La impunidad sigue siendo la regla, la confianza ciudadana en las fiscalías y los tribunales continúa siendo baja, y la justicia sigue siendo inaccesible para millones de personas.

Esta ineficacia no solo perpetúa la injusticia, sino que también impide la construcción de un modelo real de reinserción social para las personas sancionadas por la ley. Sin un sistema de justicia funcional, transparente y con enfoque de derechos humanos, el Estado mexicano seguirá fallando en una de sus responsabilidades esenciales: garantizar que el castigo penal no sea una forma de exclusión definitiva, sino un mecanismo que asegure reparación del daño, prevención del delito y reincorporación efectiva a la sociedad.

Por tanto, se requiere reconocer que el país necesita mucho más diálogo, más reformas estructurales y más compromiso democrático. No basta con tener elecciones periódicas y libertad de expresión. La democracia mexicana debe ser capaz de articularse a través de instituciones sólidas, controles recíprocos entre poderes, mecanismos de participación ciudadana, y una cultura política que rechace la imposición, el autoritarismo simbólico y la concentración del poder.

En este contexto, fortalecer la democracia mexicana implica construir desde el pluralismo político. Requiere oposiciones creíbles, capaces de representar alternativas programáticas reales. Se necesita que emerjan nuevas formas de organización y participación política, que rompan con los viejos esquemas clientelares y corporativos, y que impulsen la construcción de una ciudadanía crítica, exigente y solidaria.

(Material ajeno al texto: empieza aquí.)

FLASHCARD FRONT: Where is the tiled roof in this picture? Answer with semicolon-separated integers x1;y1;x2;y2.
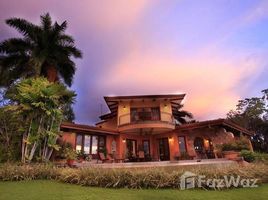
60;122;118;135
176;118;253;135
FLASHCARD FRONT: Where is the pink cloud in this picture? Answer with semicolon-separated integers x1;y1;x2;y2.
98;49;264;120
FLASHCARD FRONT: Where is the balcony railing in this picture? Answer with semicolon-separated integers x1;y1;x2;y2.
119;112;175;126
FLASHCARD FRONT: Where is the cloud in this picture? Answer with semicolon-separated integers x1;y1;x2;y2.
98;48;264;120
1;0;267;124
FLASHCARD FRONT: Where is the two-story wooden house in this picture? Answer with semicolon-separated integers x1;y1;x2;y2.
60;94;253;161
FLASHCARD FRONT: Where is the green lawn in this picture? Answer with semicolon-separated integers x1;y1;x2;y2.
0;181;267;200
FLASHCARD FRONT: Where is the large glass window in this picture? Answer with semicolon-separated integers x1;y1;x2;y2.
75;134;105;155
178;136;187;153
84;135;91;154
76;134;83;152
91;136;98;154
98;136;105;152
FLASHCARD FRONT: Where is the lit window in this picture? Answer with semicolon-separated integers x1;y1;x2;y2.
91;136;98;154
84;135;91;154
76;134;83;152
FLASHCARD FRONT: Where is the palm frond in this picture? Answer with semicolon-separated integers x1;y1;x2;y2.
40;13;52;31
0;38;32;54
6;18;39;39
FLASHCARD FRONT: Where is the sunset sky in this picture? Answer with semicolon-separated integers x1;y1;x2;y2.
1;0;268;124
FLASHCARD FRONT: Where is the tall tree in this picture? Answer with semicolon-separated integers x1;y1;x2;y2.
6;77;76;162
0;13;82;87
227;90;268;152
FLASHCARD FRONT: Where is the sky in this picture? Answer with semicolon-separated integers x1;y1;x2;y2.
1;0;268;124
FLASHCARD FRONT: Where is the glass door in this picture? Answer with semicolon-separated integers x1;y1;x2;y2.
158;138;170;161
126;139;137;160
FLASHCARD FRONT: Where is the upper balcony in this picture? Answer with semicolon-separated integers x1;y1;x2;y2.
118;110;175;133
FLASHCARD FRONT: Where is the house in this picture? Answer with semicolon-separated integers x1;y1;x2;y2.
60;94;253;161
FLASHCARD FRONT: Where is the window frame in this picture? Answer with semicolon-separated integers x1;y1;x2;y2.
75;134;106;155
178;136;187;153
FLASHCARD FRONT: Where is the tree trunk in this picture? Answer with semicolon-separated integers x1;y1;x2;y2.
46;65;58;83
28;142;37;161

El consenso fundamental que México necesita pasa por definir un nuevo curso de desarrollo. Uno que rompa con el estancamiento económico crónico, que revierta la concentración de la riqueza y del poder, y que permita construir un auténtico Estado de bienestar. Un Estado que no solo transfiera recursos, sino que además garantice de manera suficiente, en cuanto acceso y calidad de servicios en salud, educación, vivienda, seguridad y justicia para todos; que no solo administre la pobreza, sino que la combata con políticas redistributivas y estructurales; que no vea a las personas como beneficiarias pasivas, sino como sujetos de derechos.

Solo así será posible recuperar el sentido profundo de la democracia: no como un procedimiento formal ni como una retórica vacía, sino como un proyecto común que, en su pluralidad, apueste por la igualdad sustantiva, por la dignidad humana y por la construcción colectiva de un futuro compartido.